Part 1: One Agent, Five Surfaces

The short version

Codex is OpenAI's coding agent: it writes code, understands unfamiliar codebases, reviews changes, and automates engineering work. The CLI launched in April 2025, the cloud agent a month later, and by mid-2026 it spans five surfaces. You pick the surface per task; your AGENTS.md instructions, and your plan's usage window follow you across all of them.

Terminal CLI

local

Run codex for an interactive agent in your terminal. Open source (Apache-2.0) and rewritten in Rust for speed: the repo is roughly 96% Rust. Best for hands-on local work where you watch and steer.

Cloud / Web

chatgpt.com/codex

Delegate tasks to OpenAI-managed cloud environments. Tasks run in the background, in parallel, and come back as reviewable diffs or pull requests. Connect GitHub and you can tag @codex directly in pull-request comments.

IDE extension

vs code · cursor · windsurf

The same agent inside VS Code (and Insiders), Cursor, and Windsurf via OpenAI's extension; JetBrains IDEs ship their own Codex integration. It works from your editor context, edits and runs code, and can hand longer jobs off to the cloud, then pull the finished diff back into your editor.

ChatGPT desktop app

macOS · windows

As of July 2026 Codex lives inside the ChatGPT desktop app, with direct Markdown/code editing and PR Chat for GitHub reviews. One app for chat and agentic coding.

SDK & headless

automation

codex exec runs one-shot tasks in scripts and CI, and official SDKs (@openai/codex-sdk for TypeScript, openai-codex for Python) embed the agent in your own tools. Teams reach for this surface once Codex stops being an experiment and starts running unattended in scripts and CI.

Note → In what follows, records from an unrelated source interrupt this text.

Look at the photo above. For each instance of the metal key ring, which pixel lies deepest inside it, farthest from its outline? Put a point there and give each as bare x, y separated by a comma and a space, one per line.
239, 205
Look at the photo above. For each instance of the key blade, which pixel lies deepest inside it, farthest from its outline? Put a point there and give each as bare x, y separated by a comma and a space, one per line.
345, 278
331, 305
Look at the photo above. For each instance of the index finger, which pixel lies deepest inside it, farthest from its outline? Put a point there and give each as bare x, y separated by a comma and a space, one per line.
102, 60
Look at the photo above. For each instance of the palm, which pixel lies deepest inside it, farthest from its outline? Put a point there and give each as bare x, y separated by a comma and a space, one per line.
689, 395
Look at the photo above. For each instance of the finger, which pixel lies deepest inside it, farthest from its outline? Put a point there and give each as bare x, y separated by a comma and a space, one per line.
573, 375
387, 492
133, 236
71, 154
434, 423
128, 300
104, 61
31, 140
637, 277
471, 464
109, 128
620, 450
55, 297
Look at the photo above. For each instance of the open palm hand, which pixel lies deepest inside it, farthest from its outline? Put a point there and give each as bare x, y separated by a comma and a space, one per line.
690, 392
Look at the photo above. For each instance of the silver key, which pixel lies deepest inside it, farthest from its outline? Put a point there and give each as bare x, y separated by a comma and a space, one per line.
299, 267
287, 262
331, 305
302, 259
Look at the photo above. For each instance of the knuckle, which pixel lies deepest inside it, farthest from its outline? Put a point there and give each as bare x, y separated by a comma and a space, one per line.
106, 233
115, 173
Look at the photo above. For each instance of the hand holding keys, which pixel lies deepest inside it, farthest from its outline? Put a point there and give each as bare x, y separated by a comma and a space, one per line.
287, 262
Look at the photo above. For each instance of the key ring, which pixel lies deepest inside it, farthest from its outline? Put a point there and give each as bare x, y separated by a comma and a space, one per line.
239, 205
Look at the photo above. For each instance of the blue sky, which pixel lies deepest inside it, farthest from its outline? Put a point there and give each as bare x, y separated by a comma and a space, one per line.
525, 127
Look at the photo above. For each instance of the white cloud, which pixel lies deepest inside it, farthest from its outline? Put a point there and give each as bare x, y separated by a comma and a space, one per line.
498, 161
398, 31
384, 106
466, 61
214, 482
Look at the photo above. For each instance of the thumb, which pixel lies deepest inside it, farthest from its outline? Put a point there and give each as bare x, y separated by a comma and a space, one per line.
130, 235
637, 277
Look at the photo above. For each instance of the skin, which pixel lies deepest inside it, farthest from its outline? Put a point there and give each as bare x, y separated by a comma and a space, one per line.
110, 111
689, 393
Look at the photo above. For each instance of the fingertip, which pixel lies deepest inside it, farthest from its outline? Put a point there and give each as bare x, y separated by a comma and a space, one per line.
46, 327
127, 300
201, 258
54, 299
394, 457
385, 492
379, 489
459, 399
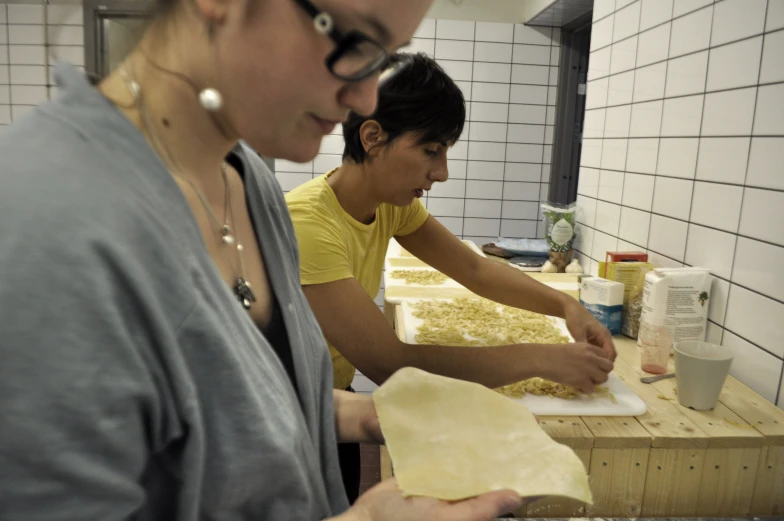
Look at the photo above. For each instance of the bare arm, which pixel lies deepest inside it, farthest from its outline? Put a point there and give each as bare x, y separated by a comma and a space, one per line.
439, 248
355, 418
357, 328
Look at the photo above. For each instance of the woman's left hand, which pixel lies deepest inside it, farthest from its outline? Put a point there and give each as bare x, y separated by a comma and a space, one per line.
369, 422
355, 418
585, 328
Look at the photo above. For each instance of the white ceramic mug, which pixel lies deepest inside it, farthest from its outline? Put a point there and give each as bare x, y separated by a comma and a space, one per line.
700, 370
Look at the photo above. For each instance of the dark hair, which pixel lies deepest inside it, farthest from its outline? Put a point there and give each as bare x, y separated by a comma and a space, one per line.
420, 98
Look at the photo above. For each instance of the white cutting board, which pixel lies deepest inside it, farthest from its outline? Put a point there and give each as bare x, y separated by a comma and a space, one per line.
629, 404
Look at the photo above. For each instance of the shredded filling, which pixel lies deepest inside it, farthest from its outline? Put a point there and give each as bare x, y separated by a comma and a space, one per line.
424, 277
482, 323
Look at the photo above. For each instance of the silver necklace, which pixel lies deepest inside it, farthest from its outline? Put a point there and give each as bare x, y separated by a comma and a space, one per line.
241, 287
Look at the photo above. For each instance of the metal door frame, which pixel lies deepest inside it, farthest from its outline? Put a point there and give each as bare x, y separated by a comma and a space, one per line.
95, 11
567, 142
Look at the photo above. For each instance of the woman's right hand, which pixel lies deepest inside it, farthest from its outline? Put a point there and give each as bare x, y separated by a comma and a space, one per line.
581, 365
384, 502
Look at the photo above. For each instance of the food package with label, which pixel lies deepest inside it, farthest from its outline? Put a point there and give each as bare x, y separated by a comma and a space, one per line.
604, 300
681, 294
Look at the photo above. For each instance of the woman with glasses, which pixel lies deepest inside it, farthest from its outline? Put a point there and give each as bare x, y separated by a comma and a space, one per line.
158, 358
345, 219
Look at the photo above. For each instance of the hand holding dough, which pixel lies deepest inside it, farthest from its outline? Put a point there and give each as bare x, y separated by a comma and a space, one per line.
451, 440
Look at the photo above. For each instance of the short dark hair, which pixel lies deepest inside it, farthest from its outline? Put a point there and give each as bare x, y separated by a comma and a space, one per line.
420, 98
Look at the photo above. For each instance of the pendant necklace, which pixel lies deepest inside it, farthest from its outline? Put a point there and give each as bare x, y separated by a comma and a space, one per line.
241, 287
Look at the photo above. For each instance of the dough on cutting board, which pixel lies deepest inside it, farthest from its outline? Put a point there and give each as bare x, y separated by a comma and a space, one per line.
451, 440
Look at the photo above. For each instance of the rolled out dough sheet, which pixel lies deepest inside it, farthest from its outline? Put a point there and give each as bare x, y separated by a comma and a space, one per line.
451, 440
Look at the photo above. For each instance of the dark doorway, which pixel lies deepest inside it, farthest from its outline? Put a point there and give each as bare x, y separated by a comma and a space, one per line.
567, 143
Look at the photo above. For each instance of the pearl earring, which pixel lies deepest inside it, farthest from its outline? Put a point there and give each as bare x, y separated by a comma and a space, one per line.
211, 100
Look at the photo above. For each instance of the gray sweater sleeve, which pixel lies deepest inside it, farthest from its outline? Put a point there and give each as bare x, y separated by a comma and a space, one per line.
81, 404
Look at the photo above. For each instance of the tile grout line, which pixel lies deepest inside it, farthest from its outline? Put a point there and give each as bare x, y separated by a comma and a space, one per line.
707, 226
699, 138
690, 53
628, 130
678, 18
748, 159
678, 96
695, 180
506, 146
661, 125
731, 282
468, 145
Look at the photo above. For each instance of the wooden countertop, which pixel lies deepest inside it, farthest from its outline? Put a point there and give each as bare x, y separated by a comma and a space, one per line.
672, 460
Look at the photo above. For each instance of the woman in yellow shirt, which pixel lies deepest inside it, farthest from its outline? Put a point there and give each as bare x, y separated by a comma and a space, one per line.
345, 219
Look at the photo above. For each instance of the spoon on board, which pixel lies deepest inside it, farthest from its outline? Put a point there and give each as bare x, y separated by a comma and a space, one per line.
651, 379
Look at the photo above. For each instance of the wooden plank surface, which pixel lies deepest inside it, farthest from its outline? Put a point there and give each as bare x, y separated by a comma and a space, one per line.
727, 485
617, 482
768, 499
724, 428
755, 410
737, 403
668, 427
672, 483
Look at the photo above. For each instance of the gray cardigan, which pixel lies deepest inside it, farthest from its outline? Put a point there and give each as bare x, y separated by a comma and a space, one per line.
132, 383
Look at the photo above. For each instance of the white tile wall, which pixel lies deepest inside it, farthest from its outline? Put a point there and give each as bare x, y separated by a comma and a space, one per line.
769, 116
678, 157
686, 75
723, 159
653, 45
24, 37
699, 171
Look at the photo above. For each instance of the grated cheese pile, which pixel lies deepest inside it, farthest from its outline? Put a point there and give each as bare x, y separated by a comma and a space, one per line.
479, 323
424, 277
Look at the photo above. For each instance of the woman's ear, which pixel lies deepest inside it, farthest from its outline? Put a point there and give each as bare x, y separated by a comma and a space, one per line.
372, 135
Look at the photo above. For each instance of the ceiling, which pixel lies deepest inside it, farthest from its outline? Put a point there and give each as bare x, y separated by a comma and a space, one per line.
561, 12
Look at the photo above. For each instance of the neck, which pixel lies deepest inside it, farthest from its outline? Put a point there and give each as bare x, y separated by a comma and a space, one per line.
186, 137
354, 190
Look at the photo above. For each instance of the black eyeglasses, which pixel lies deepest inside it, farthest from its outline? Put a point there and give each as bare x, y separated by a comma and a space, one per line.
356, 55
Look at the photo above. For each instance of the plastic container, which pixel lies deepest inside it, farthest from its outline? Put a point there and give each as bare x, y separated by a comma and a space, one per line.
656, 338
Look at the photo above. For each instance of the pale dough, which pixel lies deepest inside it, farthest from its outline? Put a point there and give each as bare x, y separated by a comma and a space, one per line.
451, 440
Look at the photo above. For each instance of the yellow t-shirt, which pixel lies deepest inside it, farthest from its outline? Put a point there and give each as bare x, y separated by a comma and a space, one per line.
335, 246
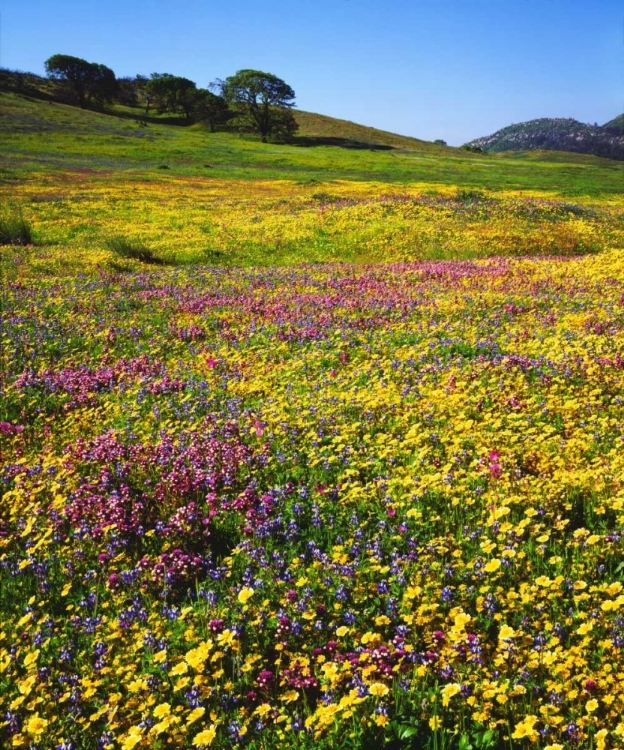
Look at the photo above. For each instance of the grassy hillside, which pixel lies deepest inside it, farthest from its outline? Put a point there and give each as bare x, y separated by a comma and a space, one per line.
87, 180
306, 447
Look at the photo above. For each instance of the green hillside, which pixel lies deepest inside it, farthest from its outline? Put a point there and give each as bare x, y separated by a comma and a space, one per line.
117, 189
325, 149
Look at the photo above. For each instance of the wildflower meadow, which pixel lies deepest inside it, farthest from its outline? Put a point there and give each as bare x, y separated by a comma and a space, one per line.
300, 464
329, 506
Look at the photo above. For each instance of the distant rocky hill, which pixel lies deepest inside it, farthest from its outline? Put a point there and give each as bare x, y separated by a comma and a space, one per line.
558, 134
616, 123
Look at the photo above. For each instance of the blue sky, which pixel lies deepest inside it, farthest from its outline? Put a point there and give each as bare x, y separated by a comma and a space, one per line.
450, 69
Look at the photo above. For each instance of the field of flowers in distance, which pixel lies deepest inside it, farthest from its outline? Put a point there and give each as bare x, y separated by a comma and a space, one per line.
341, 466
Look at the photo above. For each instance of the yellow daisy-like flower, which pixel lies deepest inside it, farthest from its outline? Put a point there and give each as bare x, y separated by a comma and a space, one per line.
492, 566
164, 709
181, 668
378, 689
195, 714
591, 705
134, 736
205, 738
36, 725
245, 595
448, 691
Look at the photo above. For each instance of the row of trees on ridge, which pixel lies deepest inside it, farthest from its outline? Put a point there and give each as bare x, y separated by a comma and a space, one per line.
249, 101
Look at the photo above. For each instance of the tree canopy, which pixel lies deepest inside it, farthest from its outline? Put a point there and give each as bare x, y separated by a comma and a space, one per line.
89, 82
173, 94
263, 103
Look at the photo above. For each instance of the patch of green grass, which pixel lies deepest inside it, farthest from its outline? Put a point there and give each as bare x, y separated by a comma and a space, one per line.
129, 249
14, 228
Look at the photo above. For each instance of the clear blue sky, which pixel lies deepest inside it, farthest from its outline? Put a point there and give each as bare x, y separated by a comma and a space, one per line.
451, 69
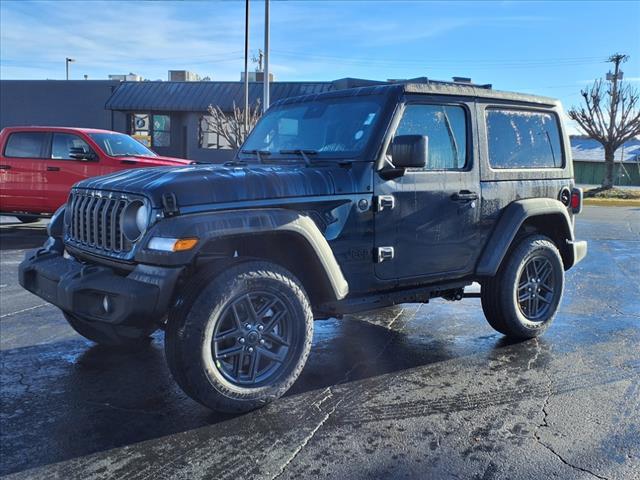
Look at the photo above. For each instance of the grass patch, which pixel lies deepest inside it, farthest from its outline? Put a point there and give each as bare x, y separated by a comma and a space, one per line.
612, 194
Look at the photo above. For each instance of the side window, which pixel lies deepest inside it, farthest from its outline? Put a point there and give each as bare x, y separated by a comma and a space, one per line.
63, 143
26, 145
446, 127
523, 139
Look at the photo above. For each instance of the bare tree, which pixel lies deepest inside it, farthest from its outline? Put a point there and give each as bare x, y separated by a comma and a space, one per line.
610, 114
231, 126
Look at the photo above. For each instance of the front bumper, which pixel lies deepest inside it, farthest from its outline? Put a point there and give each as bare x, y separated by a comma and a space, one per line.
99, 293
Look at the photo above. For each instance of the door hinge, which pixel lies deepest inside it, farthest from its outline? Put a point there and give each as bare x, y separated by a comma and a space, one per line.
385, 201
384, 253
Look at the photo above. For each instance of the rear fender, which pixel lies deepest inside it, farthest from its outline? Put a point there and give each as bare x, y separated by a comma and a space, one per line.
548, 216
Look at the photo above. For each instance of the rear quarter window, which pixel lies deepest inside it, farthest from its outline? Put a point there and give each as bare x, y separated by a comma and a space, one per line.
26, 145
523, 139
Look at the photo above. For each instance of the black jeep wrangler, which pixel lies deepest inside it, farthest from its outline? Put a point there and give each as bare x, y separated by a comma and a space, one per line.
337, 203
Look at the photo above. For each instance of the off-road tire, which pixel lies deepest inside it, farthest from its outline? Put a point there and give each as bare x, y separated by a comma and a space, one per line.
499, 293
113, 336
191, 323
27, 219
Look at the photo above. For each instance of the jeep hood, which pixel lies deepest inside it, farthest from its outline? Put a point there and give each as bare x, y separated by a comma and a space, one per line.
204, 184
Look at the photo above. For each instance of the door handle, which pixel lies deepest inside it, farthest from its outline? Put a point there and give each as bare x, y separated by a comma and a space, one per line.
464, 196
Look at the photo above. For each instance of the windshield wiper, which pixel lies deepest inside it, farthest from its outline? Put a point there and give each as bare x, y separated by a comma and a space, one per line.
303, 153
257, 153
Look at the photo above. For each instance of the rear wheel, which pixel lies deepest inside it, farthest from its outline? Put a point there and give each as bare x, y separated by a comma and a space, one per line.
114, 336
521, 301
242, 339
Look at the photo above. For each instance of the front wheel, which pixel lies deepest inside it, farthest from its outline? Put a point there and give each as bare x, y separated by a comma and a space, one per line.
521, 301
241, 339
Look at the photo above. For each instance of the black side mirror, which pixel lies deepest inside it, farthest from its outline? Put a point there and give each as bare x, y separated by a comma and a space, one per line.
410, 151
79, 153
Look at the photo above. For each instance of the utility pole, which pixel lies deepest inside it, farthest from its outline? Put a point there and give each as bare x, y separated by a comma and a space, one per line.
67, 61
246, 68
616, 59
265, 103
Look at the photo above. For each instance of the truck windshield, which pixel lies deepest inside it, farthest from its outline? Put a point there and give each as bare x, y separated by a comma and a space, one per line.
330, 127
120, 145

Models: the GPT-5.6 family (July 2026)

GPT-5.6 spans three durable capability tiers: Sol the flagship, Terra the balanced mid-tier, and Luna the fast/cheap tier. The bare gpt-5.6 API alias routes to Sol. Reasoning effort is a separate dial (minimal → xhigh in CLI/API config; the app picker labels its levels Light through Ultra). Pick the tier first, and raise effort only when a task genuinely needs deeper reasoning; most edits don't.

ModelUse it forCodex accessAPI $ / 1M in · out
GPT-5.6 SolFlagship: hardest refactors, architecture, long agentic runsPlus / Pro / Business / Enterprise$5 / $30
GPT-5.6 TerraBalanced default: performance competitive with GPT-5.5 at half the priceAll plans (Free & Go default here)$2.50 / $15
GPT-5.6 LunaFastest and cheapest: quick edits, high-volume automation, subagentsPlus / Pro / Business / Enterprise$1 / $6

Pricing per million tokens: Sol $5 in / $30 out, Terra $2.50 / $15, Luna $1 / $6. A practical default for vibe coding: Terra for everyday edits, escalate to Sol when a task keeps failing, drop to Luna for bulk mechanical changes.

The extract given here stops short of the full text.